Reconstruire et transmettre : les nouveaux défis de Philippe Da Silva
Le retour au pays par la formation des jeunes
Après plusieurs mois de repos nécessaires pour se reconstruire, l’ancien joueur retrouve les parquets à l’approche de l’été 2026. Le 20 mai 2026, la fédération portugaise annonce sa nomination comme sélectionneur de l’équipe nationale U18.
Pour l’épauler dans cette première expérience internationale sur un banc, il choisit Dinis Amaral, un jeune adjoint dont il apprécie la rigueur. Ce retour aux sources lui permet de transmettre son immense expérience à la jeune génération portugaise, loin de la pression quotidienne des clubs de l’élite.

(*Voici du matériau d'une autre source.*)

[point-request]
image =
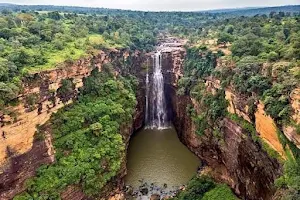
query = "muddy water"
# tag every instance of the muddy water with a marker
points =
(157, 156)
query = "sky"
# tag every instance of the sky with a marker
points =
(161, 5)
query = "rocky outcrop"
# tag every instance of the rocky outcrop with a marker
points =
(235, 159)
(22, 151)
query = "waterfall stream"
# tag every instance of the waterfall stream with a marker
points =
(156, 113)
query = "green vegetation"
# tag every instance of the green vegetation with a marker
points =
(87, 139)
(199, 64)
(34, 41)
(204, 188)
(247, 126)
(265, 48)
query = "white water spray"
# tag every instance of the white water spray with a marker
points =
(157, 113)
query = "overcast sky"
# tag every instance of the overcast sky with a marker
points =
(161, 5)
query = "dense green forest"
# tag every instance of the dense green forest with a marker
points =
(264, 46)
(265, 53)
(87, 140)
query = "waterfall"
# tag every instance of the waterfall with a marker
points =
(157, 108)
(147, 98)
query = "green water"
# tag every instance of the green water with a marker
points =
(157, 156)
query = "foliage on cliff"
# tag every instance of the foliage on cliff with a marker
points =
(265, 53)
(87, 140)
(204, 188)
(200, 63)
(33, 41)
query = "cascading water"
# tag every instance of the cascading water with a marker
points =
(156, 116)
(147, 98)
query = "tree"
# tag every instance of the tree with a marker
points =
(224, 38)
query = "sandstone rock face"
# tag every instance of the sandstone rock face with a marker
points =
(21, 154)
(237, 160)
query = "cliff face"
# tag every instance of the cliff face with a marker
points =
(236, 160)
(21, 153)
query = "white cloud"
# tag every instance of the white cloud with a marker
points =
(159, 5)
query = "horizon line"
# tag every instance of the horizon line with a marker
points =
(204, 10)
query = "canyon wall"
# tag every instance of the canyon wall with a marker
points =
(23, 151)
(235, 159)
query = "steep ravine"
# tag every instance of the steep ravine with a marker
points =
(18, 167)
(237, 160)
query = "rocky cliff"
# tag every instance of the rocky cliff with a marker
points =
(236, 159)
(22, 151)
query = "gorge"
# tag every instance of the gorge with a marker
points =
(239, 161)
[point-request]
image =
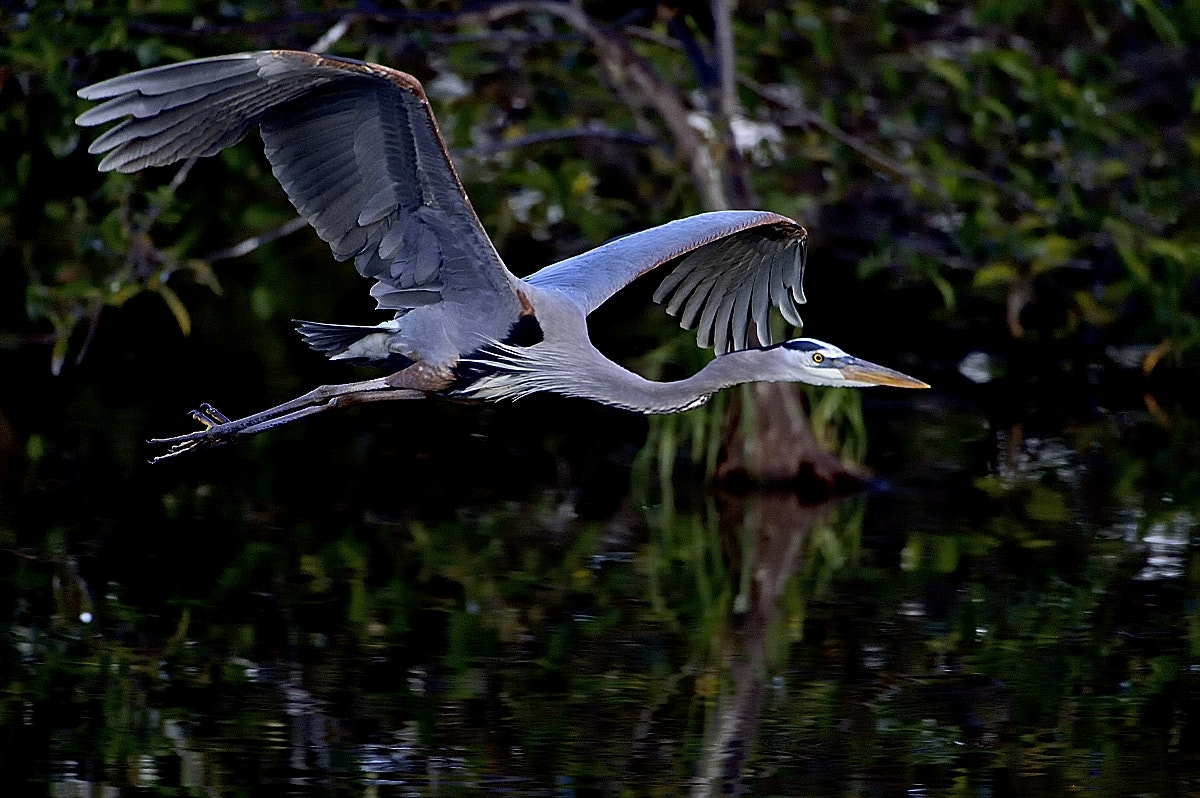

Le projet de reconstruction des Béliers de Kemper
Parallèlement à ses fonctions en sélection, Philippe Da Silva s’apprête à relever un défi passionnant en Bretagne. Le 4 juin 2026, le club de Quimper, qui évolue en Nationale 1, officialise son arrivée comme nouvel entraîneur principal.
Choisi par le directeur sportif Laurent Foirest, il aura pour mission de relancer une équipe en quête de rachat après une saison éprouvante. Ce projet ambitieux offre au technicien l’opportunité idéale de relancer sa carrière dans un environnement structuré et passionné.
En surmontant ces épreuves personnelles et professionnelles, Philippe Da Silva prouve que la trajectoire d’un entraîneur n’est jamais linéaire. Son retour progressif sur le devant de la scène témoigne d’une passion intacte pour le basket-ball et d’une résilience remarquable. Désormais mieux armé face au stress du haut niveau, il s’impose comme un exemple de reconstruction pour l’ensemble du sport professionnel.